Israeli police said Tuesday they have found sheets of paper with prayers in the country's desert south believed to belong to a British tourist missing since November.

Police spokesman Micky Rosenfeld told AFP that Oliver McAfee, 29, had been last sighted in northern Israel.

But some of his belongings, including his bicycle, were found in the Negev desert near the southern town of Mitzpe Ramon, which stands at the edge of the world's largest erosion crater.

Rosenfeld said Christian religious passages belonging to McAfee, who is originally from Northern Ireland but resident in England, were also discovered.

"Pieces of paper, with prayers, etcetera, were found in the desert," Rosenfeld said, adding they had been placed under stones arranged in circles.

"We know 100 percent that they belong to him, including the bike, including papers that he had written on, his camera."

Rosenfeld said the missing man's passport, phone and sleeping bag had not
been found.

London's Daily Telegraph newspaper reported on Tuesday that McAfee had a history of depression and may possibly have fallen victim to Jerusalem Syndrome, the name given to the religious fervor and emotional overload experienced by some visitors to the holy land.

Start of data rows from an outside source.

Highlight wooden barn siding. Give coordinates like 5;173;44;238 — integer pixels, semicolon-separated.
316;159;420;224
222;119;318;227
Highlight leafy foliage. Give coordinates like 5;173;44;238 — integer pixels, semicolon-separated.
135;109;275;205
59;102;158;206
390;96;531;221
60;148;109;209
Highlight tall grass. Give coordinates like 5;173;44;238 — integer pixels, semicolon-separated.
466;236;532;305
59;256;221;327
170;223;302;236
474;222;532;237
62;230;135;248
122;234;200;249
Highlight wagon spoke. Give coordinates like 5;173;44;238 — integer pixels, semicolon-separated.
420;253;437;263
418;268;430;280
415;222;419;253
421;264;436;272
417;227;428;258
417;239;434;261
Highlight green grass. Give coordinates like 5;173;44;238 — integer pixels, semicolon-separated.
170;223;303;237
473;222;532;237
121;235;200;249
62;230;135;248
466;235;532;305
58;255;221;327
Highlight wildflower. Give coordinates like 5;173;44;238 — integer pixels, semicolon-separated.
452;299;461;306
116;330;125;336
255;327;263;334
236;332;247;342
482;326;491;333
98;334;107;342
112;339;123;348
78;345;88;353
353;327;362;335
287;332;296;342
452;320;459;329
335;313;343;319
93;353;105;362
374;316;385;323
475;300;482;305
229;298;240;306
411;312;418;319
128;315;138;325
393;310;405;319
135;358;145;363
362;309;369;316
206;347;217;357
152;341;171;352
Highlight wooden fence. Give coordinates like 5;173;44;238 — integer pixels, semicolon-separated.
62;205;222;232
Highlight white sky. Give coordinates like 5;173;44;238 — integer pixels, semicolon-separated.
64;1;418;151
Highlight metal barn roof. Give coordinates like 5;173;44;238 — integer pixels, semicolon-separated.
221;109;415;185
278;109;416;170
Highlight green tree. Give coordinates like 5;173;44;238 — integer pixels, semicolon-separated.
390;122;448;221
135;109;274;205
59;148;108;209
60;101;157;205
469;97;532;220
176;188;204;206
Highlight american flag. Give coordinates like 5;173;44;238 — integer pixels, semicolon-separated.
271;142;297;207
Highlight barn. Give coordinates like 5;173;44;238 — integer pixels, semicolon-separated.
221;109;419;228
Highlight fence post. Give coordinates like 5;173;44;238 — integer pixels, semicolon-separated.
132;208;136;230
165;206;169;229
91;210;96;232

"We haven't ruled that out but that's not the main line of the investigation," Rosenfeld said.

"Other than a missing person case, it's not clear," he added. "We are continuing to look for him."

British police in the county of Essex, where McAfee lives, said he was reported to them on December 24 as believed to be missing in Israel.

Raz Arbel, a member of the civilian Negev Highlands Search and Rescue Team which discovered McAfee's belongings, said he was clearly a spiritual man.

"We found a lot of (passages) from the Old Testament and the New," he told AFP.

"I'm not a psychologist but it looked like the person was having deep thoughts and very religious," he said.

"It looked like he was speaking to his spirit and his God. That's what we found on his photos, because we found his camera and all the information on the camera."

He said that one picture, dated November 19, showed him at a road junction in the Negev and searchers were appealing through local media for witnesses who may have seen him after that date.

Arbel said the volunteer team had suspended its search pending new clues.

A spokesman for the British foreign office said it was "assisting the family of a British man who has been reporting missing in Israel, and are in contact with the Israeli authorities".